You don't read as much about large application architecture. I think this is true because so much of the world today is dominated by integration. Most often teams don't have the opportunity to build something from scratch. Instead they are building things like web front ends to 30 year old mainframes. Things tend to get very fuzzy. You typically end up with a big ball of mud architecture.
I think the risk here is that there is indeed a difference.
Much of my time the last few months has been spent looking at building a new very large application. A large application has many different moving parts. This is similar to integration, but subtly different.

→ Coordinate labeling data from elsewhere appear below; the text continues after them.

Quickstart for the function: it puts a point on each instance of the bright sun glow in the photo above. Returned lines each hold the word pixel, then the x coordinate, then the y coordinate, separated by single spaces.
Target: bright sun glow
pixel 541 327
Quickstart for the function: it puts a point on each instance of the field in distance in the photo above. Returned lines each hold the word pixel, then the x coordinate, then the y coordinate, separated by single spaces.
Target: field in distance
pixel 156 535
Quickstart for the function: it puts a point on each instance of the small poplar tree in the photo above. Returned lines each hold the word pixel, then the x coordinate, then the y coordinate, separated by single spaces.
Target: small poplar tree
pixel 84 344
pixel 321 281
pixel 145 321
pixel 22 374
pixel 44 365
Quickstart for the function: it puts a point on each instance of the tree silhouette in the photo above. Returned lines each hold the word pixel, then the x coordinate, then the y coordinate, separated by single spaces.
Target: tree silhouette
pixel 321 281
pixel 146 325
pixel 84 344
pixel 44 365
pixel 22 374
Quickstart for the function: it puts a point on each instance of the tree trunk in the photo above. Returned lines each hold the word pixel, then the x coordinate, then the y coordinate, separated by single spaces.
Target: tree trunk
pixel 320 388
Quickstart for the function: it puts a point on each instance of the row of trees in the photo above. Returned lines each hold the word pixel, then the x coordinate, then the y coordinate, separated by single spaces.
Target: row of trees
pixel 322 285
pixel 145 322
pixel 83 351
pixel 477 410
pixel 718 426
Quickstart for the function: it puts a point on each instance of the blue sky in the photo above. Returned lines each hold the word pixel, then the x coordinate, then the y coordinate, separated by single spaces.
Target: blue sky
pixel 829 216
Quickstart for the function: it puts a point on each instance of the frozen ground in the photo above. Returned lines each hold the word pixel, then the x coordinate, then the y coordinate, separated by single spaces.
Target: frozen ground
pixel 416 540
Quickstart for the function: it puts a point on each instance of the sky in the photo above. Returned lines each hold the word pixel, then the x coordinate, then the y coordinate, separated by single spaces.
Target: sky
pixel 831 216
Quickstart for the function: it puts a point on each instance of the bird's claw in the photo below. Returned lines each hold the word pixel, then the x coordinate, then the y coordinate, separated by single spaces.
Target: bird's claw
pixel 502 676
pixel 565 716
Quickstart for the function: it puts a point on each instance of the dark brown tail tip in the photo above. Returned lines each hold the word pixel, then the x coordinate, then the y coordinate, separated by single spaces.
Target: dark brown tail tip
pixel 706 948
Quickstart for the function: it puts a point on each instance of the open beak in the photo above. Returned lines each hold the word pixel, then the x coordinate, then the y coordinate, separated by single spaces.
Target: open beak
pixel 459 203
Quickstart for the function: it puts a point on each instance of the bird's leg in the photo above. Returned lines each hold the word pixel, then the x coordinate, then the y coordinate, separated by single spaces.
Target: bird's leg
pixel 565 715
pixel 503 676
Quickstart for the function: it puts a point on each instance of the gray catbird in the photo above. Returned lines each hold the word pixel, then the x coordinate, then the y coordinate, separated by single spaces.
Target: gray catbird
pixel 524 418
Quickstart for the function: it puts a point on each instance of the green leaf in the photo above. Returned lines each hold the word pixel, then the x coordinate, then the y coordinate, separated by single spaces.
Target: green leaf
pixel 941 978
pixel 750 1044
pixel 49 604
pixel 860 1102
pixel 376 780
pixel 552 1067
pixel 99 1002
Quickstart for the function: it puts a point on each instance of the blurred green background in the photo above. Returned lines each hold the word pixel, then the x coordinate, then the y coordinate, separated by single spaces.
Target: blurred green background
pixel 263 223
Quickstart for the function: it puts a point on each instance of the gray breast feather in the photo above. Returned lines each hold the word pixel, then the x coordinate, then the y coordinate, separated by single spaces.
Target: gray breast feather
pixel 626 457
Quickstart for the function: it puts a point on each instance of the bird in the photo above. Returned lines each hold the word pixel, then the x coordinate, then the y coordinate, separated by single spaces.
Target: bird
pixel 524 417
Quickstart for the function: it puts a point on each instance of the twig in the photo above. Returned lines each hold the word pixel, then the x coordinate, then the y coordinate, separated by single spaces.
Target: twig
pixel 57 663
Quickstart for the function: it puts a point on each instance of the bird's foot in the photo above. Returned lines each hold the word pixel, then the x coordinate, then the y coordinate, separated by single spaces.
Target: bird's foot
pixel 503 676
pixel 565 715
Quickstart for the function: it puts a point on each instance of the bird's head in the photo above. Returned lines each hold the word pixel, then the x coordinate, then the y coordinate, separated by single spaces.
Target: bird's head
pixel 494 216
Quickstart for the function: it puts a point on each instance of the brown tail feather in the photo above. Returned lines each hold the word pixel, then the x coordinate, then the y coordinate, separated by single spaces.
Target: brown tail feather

A key concept for me has been defending the core of the large application. XML everywhere makes zero sense in the core of a large application. Yet we see this in evolution strategies because different platforms are coming together (e.g., web and mainframe). Hammering a database on every page turn is bad - you have to be careful to seperate transient/active state from steady state/long lived storage. Also a large application needs to scale and is by definition then distributed. It can be very confusing.
For me, things like JavaSpaces and application grids make a lot of sense for large application architecture because they don't bork a large application into an integration effort.
But at least some of these technologies are also useful in an integration effort.
I realize that I am just blathering here. I think the only way to make sense of this is to separate the two concepts as best you can. The integration architecture should be the interfaces you expose and events you generate from various large applications or sub-systems. The application architecture should be dedicated to defending the conceptual integrity of that application / sub-system & pushing the integration to the edges.